Switchgrass, for example, has 9-foot-deep roots and thrived in test plots in the Southeast last summer, despite a historic drought. With local, regional or statewide droughts predicted in 36 states in the next five years, this is no small factor.
Creating cellulosic ethanol is the same process as creating ethanol from corn, with the additional first step of converting cellulose into starch. The resulting ethanol is identical to corn-based product, so there is no need to change technologies that use corn ethanol to allow them cellulosic ethanol, and the possibility exists of retrofitting corn ethanol production factories to incorporate this first step.
However, current technologies for the development of fuel from these sources continue to be expensive and not cost-competitive with corn-based ethanol, so more research is needed.
In 2006, the Government Accountability Office found that Department of Energys total budget authority for energy research and development dropped by more than 85 percent in real terms from 1978 to 2005. During that time, crude oil imports grew from 40 percent of the U.S. supply in 1980 to 65 percent of the U.S. supply in 2005.
To reverse this trend, last year the Science and Technology Committee moved eight bills to spur the development of new energy technologies.

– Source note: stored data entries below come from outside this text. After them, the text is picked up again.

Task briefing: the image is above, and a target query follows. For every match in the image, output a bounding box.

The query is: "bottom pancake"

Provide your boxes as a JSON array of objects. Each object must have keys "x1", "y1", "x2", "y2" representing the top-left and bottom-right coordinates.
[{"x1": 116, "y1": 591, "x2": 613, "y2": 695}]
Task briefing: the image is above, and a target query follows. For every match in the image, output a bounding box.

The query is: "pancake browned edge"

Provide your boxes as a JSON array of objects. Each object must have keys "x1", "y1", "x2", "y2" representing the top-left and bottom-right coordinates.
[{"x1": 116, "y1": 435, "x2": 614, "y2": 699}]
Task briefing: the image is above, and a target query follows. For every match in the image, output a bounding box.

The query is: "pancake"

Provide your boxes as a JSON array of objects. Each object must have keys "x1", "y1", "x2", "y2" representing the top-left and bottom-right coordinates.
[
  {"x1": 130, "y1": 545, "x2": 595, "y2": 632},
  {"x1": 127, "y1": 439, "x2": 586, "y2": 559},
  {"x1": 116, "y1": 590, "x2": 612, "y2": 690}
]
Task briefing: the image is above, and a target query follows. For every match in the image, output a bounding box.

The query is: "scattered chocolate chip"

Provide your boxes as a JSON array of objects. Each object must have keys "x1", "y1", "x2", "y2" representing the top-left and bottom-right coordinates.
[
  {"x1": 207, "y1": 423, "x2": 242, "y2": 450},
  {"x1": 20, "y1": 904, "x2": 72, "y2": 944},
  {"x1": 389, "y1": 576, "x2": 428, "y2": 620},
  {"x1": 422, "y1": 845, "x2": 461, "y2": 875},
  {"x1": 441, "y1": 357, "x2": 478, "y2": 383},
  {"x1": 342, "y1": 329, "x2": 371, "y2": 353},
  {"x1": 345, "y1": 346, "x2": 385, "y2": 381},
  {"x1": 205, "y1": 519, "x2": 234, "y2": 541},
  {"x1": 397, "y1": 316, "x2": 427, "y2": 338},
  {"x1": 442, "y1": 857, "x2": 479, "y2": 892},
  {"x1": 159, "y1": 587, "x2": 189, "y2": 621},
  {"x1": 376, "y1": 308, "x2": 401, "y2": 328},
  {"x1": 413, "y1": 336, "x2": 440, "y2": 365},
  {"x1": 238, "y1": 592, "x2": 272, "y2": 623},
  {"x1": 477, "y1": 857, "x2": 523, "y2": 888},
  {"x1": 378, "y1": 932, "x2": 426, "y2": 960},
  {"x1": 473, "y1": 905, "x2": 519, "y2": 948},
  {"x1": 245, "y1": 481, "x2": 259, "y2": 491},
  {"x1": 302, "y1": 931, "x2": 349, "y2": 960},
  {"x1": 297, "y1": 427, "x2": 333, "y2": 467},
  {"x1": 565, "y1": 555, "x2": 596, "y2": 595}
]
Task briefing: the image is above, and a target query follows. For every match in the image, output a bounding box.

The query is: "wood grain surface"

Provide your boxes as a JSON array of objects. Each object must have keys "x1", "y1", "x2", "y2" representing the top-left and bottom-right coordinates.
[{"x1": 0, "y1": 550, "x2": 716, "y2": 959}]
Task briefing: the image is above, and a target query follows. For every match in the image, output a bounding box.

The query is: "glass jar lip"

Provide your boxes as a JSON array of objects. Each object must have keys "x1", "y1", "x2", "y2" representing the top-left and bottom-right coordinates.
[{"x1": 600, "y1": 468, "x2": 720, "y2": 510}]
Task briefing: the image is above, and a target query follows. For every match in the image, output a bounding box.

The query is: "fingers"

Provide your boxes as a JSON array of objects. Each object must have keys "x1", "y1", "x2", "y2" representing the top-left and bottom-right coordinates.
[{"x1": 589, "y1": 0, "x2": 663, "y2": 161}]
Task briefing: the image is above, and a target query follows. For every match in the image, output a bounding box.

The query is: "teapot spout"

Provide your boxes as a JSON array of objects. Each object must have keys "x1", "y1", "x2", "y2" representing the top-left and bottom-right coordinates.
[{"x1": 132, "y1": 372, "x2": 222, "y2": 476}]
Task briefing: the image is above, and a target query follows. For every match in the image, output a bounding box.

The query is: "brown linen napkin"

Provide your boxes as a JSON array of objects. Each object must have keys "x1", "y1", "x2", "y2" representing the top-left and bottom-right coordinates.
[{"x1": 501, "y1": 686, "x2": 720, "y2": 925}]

These were ultimately included in H.R. 6, the Energy Independence and Security Act (PL 110-140). In addition to research in technologies to harness the energy from the sun, geothermal heat, and ocean waves, carbon capture and storage technologies, energy storage technologies, and energy efficiency research, the act included the Biofuels Research and Development Enhancement Act (H.R. 2773), which will develop the next generation of biofuels using cellulosic materials rather than food-based crops.
I am also encouraged that the House fiscal 2009 appropriations bill provides $15 million for startup costs for the Advanced Research Projects Agency-Energy. ARPA-E will apply to energy research the highly successful DARPA model, which gave the Department of Defense breakthroughs like stealth technology, GPS and the Internet. It will bring together the best and the brightest from industry, national labs and academia to pursue high-risk, high-reward research in a nonbureaucratic agency. I am optimistic that the next president will make this research a priority and fully fund the agency at $300 million.
ARPA-E could be the technological bridge to, for example, new microorganisms that quickly and cheaply break cellulose into starch, or even straight into fuel. Or maybe the future is energy storage devices for electric cars that reduce the need for liquid fuels altogether.
In the midst of all these questions, the clear thing is that the solutions to the major challenges facing the U.S. right now will come from science and technology. We need technological breakthroughs, not just incremental change.
And the right breakthrough or breakthroughs could meet all of our needs: preventing and reversing climate change, meeting our growing energy needs, and fostering a vibrant new sector of the U.S. economy.
We just need the will to see it through.
Rep. Bart Gordon (D-Tenn.) is chairman of the Science and Technology Committee.